Longa brasileiro 'Antônio Odisseia' concorre no Slamdance Film Festival em Los Angeles
Brasil-Mundo
Entre dezenas de produções independentes do mundo inteiro, um filme brasileiro marca presença na competição do Slamdance Film Festival, que começa no próximo dia 19, em Los Angeles. É com a estreia mundial de “Antônio Odisseia” que o Brasil desembarca no evento conhecido por revelar grandes nomes do cinema como Sean Baker, Christopher Nolan e o sul-coreano Bong Joon-ho. O longa, dirigido pelo paranaense Thales Banzai, leva à tela uma jornada intensa, caótica, visceral e bem brasileira.

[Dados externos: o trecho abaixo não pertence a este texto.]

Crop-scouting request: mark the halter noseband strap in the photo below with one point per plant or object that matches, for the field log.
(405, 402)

Cleide Klock, correspondente da RFI em Los Angeles
Na história, Tony e sua melhor amiga, Ivy, assaltam o bar onde ele trabalha e roubam drogas que os levam a uma odisseia surrealista rumo a um encontro com Deus. O que começa como um roubo impulsivo rapidamente se transforma em uma jornada existencial, atravessada por delírio, espiritualidade e encontros inesperados.
O cineasta Thales Banzai mora em Los Angeles desde 2020 e depois de anos tentando viabilizar projetos por editais e plataformas, decidiu apostar em uma produção completamente independente.“A gente financiou por conta da nossa produtora, a Seiva, que é a nossa coprodutora no Brasil, e produtores, amigos, próximos passaram o chapéu, todo mundo botou uma grana no filme porque acreditava no projeto e a gente resolveu fazer", diz.

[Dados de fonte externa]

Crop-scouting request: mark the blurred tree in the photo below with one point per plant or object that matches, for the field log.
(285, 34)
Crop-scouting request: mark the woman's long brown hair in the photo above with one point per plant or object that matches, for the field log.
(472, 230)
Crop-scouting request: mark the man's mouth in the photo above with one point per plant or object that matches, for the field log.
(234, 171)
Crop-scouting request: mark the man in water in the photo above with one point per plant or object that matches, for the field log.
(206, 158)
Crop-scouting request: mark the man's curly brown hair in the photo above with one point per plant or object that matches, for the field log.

Filmado no fim de 2024, em São Paulo, em 17 dias, o roteiro foi desenvolvido ao lado de Kelson Succi, artista vindo do teatro e que também interpreta Antônio. Uma mistura de universos que ajudou a definir o tom do filme em uma produção toda em preto e branco.
“Eu adoro trabalhar em preto e branco, fotografo em preto e branco faz muito tempo. Então é algo que consigo trabalhar nessa linguagem com facilidade e de que gosto muito. Dentro da nossa situação de produção, ajuda muito num filme de baixo orçamento, para a gente conseguir fazer, trazer mais valor de produção com menos, conseguir filmar mais rápido com poucos recursos de luz, criar uma situação expressiva interessante”, reitera.
Além da trilha sonora (assinada por Kiko Dinucci e arranjo de cordas de Arthur Verocai) também ser peça central da narrativa, costurando realidade e delírio, o filme reúne participações especiais de Antônio Pitanga, Teuda Bara (que faleceu em dezembro), Leci Brandão e Chico César (narração).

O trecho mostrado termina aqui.